Unfortunately, glass breaks, it just does. Although the glass needs to be broken at some point in the sorting process in order to separate it from other recyclable materials via a screener at the sorting facilities, glass that breaks during collection can contaminate other recyclable materials along the way. To see how recycling material is sorted and recovered at a material recovery facility, check out this video.
"...the machines can’t un-grind glass shards from the fibers of a cardboard box or pick tiny bits of paper and plastic from piles of half-broken glass. “By the time the so-called glass gets to glass processing facility, it’s really glass mixed with 30 to 50 percent other stuff, which is trash,” Collins said.
(Susan Collins is the executive director of the nonprofit Container Recycling Institute; quote taken from “The Era Of Easy Recycling May Be Coming To An End”, FiveThirtyEight; Jan 20, 2019
Credit to ZeroWasteZone blog, Nov 6, 2016
The picture above shows the glass mix that gets separated from other recycling. It’s clearly not just glass, but a mix of glass and a lot of small pieces of plastic and paper.
Why are some areas in Erie County still “recycling” glass?
The truth is, some waste and recycling haulers are still allowing glass to be placed in curbside recycling bins, but that doesn’t mean it is being truly recycled. In order for a material to be truly “recycled”, it must be completely broken down, melted, pelletized, etc and made into a brand NEW material. When a material is just used in a different way, it is actually “Re-Used.”

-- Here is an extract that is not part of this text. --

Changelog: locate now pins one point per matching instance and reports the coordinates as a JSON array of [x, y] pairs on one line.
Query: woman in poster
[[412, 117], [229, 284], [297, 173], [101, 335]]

Customers of Waste Management, ProWaste, and Raccoon Refuse will notice that glass is no longer allowed in recycling bins. Advanced Disposal and Tri County Industries do still allow glass in their customers’ recycling bins. The difference is where the recyclables are being shipped for separation and processing. Those companies still allowing glass in recycling bins are using a facility based in Buffalo, NY, which is mandated by NY state law to collect glass with other recycling. They are still having the same contamination problems as facilities in Pennsylvania; however, they must still continue accepting the glass, whether they can find a way to have it recycled or not. Because the facility in NY is not able to market the separated glass as a recyclable product, it is being re-used as a road aggregate instead. While this is better than just throwing the glass out as garbage, it is important to understand that re-using an item is not the same as recycling it into a new product.
What are we expected to do with our glass?
In most communities that are no longer accepting glass in recycling bins or bags, there are few options. The easiest would be to place it in with your regular household trash. Another option is to save it until there is a viable option for glass recycling in Erie County, which local researchers are currently investigating.
Another recommendation we offer to local residents who are upset by the loss of glass recycling is to consider purchasing less glass based items in order to reduce the amount of glass that needs to be sent to a landfill, or find a reuse option for their glass jars and bottles. With time, we hope to find a way to accept and recycle glass again in the future. But until we find a way to do that, we all need to make changes in our everyday lives when it comes to purchasing and disposing of glass items.